Innovation in generative algorithms
Our team is experienced in developing generative algorithms and has contributed influential papers in both generative flow networks and conditional flow matching. We also recently released FoldFlow — a series of generative algorithms that extend the flow-matching paradigm to SE(3) equivariant motions.
FoldFlow-Base: The first simulation-free model over SE(3)
FoldFlow-OT: Accelerates our base model with Riemannian optimal transport
FoldFlow-SFM: Extends FoldFlow OT to stochastic flows
This family of algorithms is more stable and faster to train compared to diffusion-based models. While diffusion-based models source from unstructured (Gaussian noise) prior, our models can generate from any source distribution, including known protein conformation to help us capture protein dynamics.
Generate the right data at scale
We work closely with established biotechnology companies. By combining our individual strengths in massively scalable synthetic biology with the power of our generative modelling, we’ve built a solution featuring the best technology in both fields. We test hundreds of thousands of completely novel protein designs for properties like binding affinity and specificity in each iteration of the binding assay. We also do a follow-up massively parallel functional assay to measure how the same set of proteins affects the signalling of individual living cells. We derive structural insights with machine reasoning over 3D structures and run assays in a continuous process to improve generative algorithms with each design iteration.
Massive-scale computation
We run machine learning workloads across 1000+ GPUs. Our core library is built with Ray Open Source and we collaborate with AnyScale on the parallelization of our workflows. We also collaborate with Nvidia, Amazon Web Services (AWS), and Google Cloud Platform (GCP) and have also received research credits.
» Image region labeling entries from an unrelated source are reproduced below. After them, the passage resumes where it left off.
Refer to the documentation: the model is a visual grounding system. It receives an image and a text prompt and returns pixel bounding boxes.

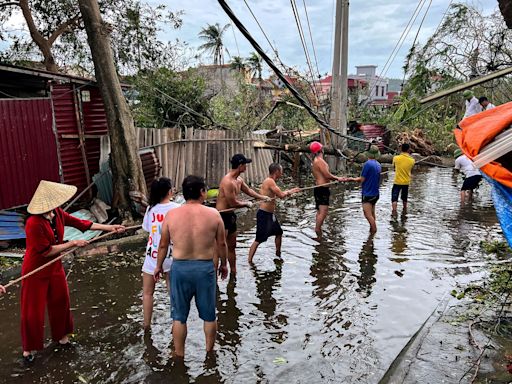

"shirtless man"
[216,153,270,275]
[309,141,344,238]
[248,163,300,263]
[154,176,228,357]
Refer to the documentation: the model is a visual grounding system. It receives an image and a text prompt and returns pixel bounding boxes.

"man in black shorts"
[248,163,300,263]
[216,153,270,275]
[309,141,342,238]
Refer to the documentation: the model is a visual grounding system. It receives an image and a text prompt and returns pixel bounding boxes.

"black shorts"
[362,196,379,205]
[256,209,283,243]
[391,184,409,202]
[460,175,482,191]
[314,187,331,209]
[220,212,237,235]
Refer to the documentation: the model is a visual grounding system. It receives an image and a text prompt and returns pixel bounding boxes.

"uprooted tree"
[78,0,146,221]
[0,0,182,72]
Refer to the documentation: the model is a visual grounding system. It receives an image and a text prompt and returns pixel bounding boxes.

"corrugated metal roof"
[0,98,60,208]
[52,84,108,192]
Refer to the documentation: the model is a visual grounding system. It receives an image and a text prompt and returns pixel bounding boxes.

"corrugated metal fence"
[0,98,60,208]
[138,128,272,188]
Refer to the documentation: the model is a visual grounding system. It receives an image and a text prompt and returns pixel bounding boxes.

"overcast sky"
[152,0,498,77]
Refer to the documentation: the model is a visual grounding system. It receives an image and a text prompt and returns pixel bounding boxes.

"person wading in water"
[309,141,343,238]
[154,176,228,357]
[216,153,271,275]
[142,177,180,330]
[248,163,300,263]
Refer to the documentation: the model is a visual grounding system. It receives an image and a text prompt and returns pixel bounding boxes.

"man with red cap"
[309,141,343,238]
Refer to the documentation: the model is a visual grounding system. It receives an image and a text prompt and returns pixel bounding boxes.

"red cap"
[309,141,324,153]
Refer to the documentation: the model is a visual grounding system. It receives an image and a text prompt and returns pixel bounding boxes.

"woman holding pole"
[21,180,125,362]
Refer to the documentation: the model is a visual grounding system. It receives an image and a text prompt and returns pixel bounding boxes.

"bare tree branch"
[0,1,20,8]
[48,14,81,45]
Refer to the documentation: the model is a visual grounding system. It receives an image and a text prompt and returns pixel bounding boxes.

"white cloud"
[158,0,497,77]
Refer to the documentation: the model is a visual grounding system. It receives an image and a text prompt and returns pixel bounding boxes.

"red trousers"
[21,266,73,351]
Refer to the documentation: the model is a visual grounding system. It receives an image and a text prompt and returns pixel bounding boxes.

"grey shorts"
[170,260,217,324]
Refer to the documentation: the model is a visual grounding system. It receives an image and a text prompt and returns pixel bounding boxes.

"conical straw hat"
[27,180,77,215]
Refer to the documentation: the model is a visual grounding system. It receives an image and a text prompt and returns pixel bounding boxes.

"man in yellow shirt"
[391,143,414,215]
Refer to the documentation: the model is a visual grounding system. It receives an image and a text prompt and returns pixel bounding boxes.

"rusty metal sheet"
[0,98,59,209]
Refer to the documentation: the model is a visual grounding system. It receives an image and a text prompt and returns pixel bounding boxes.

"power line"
[366,0,427,98]
[302,0,320,78]
[244,0,284,63]
[218,0,369,143]
[290,0,318,101]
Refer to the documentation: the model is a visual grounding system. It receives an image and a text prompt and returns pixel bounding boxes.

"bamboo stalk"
[4,225,141,289]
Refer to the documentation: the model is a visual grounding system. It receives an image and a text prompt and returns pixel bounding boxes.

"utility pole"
[330,0,349,168]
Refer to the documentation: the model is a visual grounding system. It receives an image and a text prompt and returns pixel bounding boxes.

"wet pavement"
[0,168,500,383]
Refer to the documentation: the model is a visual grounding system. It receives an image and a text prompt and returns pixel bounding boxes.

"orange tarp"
[454,102,512,188]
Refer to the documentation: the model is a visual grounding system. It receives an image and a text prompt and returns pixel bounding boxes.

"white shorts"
[142,256,172,275]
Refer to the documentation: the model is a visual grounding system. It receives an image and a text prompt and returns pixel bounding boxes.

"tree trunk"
[78,0,146,222]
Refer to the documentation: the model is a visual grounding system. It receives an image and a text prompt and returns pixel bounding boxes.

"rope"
[4,225,142,289]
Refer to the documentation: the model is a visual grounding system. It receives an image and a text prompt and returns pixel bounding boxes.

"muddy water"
[0,169,500,383]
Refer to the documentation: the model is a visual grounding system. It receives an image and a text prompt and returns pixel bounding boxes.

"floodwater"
[0,168,500,383]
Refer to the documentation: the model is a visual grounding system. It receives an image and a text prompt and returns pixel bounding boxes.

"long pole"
[4,225,141,289]
[330,0,343,138]
[339,0,349,150]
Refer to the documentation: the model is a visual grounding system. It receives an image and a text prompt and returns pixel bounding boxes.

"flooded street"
[0,168,500,383]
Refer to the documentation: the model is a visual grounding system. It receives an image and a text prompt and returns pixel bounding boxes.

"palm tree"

Patient-centric generative design
The drug development path is full of forks in the road — most of which lead nowhere — which means each approved medicine carries the cost of hundreds of failures. Finding the right path is a modelling problem on how the drug will behave inside a human being. If we had a model that could tell which protein designs will work ahead of time, it could cost a fraction of the current 2B to bring a drug to market. We believe the solution is testing millions of protein designs on patient-derived samples to learn a phenotypic model. This is enabled with methods like microfluidics that account for tumour and patient heterogeneity. Eventually, generating the right drug for a patient and choosing the right patient for the drug (a set of biomarkers to select patients for clinical trials) will merge into one machine-learning assisted process.